Quantitative Methods: Measuring Proportions of Mentions of “Bias” Against General
Tweets About News Outlets.
In order to best answer the question of how prolific Twitter users are in their criticism of
news outlets, this study examined secondary data from the Twitter analytic sites
Twitonomy.com and Topsy.com between the period of March 21st 2014 to April 20th 2014. It
is necessary to uses two search tools because they each mainly search for two different data
sets. Twitonomy.com produces extremely accurate data on account output as well the
number of times a tweet from a particular account has been favourite and/or retweeted but
it cannot search for general keyword terms for longer than a 6 day period, nor indeed can it
provide the number of times a keyword has been used in response to a particular account.
This is why data from Topsy.com was included. This provides data on the number of times
an account has been mentioned in a tweet in general, which is necessary for working out
what proportions of those tweets contain the relevant keywords and hashtags. Topsy.com is
case sensitive so it was necessary to search for the terms “bias” and “biased” to get an
accurate reading.
Twitonomy.com was also able to provide data about hashtag and favourite frequency which
was included in this study. The reason for this is because “By including a hashtag in one’s
tweet it becomes included into a larger ‘conversation’ consisting of all tweets with the
hashtag” (Murthy 2011 pp.3). Hashtaging in a certain way therefore serves as a marker of a
particular sentiment by a user because the user is marking their wish to join the
‘conversation’ and have their tweet included in wider searches. Similarly by favouriting a
tweet the user is simultaneously expressing approval at the tweet and storing the tweet so
it can be read a later date. Both of these functions hint at deeper emotional expressions
than might otherwise be present by measuring just the frequency of a keyword.

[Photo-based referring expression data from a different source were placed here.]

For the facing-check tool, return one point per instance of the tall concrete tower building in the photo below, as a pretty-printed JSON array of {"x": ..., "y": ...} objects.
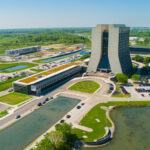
[{"x": 110, "y": 49}]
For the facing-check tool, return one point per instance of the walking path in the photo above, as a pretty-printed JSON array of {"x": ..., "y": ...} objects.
[{"x": 90, "y": 100}]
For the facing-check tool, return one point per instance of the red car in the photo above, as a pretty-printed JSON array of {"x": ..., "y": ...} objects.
[{"x": 68, "y": 116}]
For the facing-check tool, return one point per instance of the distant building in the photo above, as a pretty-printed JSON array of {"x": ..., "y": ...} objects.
[
  {"x": 110, "y": 49},
  {"x": 45, "y": 81},
  {"x": 22, "y": 51}
]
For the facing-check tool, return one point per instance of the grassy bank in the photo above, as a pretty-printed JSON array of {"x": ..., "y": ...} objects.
[
  {"x": 119, "y": 93},
  {"x": 8, "y": 83},
  {"x": 85, "y": 86},
  {"x": 14, "y": 98},
  {"x": 6, "y": 66},
  {"x": 97, "y": 113},
  {"x": 37, "y": 70}
]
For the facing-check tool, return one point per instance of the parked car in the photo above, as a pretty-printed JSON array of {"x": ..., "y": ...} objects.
[
  {"x": 51, "y": 97},
  {"x": 18, "y": 116},
  {"x": 43, "y": 102},
  {"x": 78, "y": 107}
]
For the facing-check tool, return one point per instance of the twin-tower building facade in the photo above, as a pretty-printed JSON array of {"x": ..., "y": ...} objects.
[{"x": 110, "y": 49}]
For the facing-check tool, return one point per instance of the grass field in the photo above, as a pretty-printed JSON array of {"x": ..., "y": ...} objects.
[
  {"x": 122, "y": 95},
  {"x": 8, "y": 83},
  {"x": 37, "y": 70},
  {"x": 85, "y": 86},
  {"x": 5, "y": 66},
  {"x": 3, "y": 113},
  {"x": 14, "y": 98},
  {"x": 97, "y": 113}
]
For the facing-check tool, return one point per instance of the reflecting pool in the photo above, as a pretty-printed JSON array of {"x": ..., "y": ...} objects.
[{"x": 26, "y": 130}]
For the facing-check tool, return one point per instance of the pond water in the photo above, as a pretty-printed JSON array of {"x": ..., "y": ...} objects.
[
  {"x": 14, "y": 68},
  {"x": 59, "y": 57},
  {"x": 26, "y": 130},
  {"x": 132, "y": 130}
]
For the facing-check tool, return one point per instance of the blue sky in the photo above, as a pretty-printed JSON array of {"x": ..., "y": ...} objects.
[{"x": 73, "y": 13}]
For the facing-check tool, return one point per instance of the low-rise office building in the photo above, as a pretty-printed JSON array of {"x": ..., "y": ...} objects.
[
  {"x": 22, "y": 51},
  {"x": 47, "y": 80}
]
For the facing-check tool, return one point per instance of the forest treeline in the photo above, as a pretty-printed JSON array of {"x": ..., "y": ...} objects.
[{"x": 10, "y": 39}]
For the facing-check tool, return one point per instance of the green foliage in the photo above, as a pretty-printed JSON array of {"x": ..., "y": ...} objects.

There are a number of issues with this method of quantitative research such as the issue of
validity because gathering all the tweets about a specific hashtag or using a specific keyword
will make it almost impossible to eliminate “junk” tweets such as those from automated
accounts. These accounts are used primarily for promoting business and they comprise
anywhere between 5%-9% of all Twitter accounts (Elder 2013), which is not an insignificant
number. It is possible that a number of fake twitter accounts will be incorporated in the
statistical findings, so the final calculations will need to be adjusted accordingly. It is also
necessary to account for the disparity of data between Topsy.com and Twitonomy.com,
which occurs because the websites track and process data at different speeds. Whilst
regrettable, the difference between them is not so vast that it invalidates the findings,
rather it must be noted that the proportions are not strictly exact. Finally, it is difficult to
ascertain the context in which tweets have been tweeted: the user might have been hacked,
under the influence of alcohol or simply not well informed on the story for example. In
order to gain a richer understanding as to why users tweet it is necessary to explore more
qualitative methods of research.
Ethics
The issue of how this research project will conducted ethically is one that has needed
careful consideration. In the context of online posts, Bryman (2008 pp.129) has pointed out
“When participants have not given their assent to have their postings used in this way, it
could be argued that the principle of informed consent has been violated”. However it must
be noted that in the case of Twitter, unless the user has changed privacy settings, all tweets
are in the public domain and thus are easily accessible by anyone, anywhere and at any
time. Thus there is little ethical concern for the quantitative phase of the research.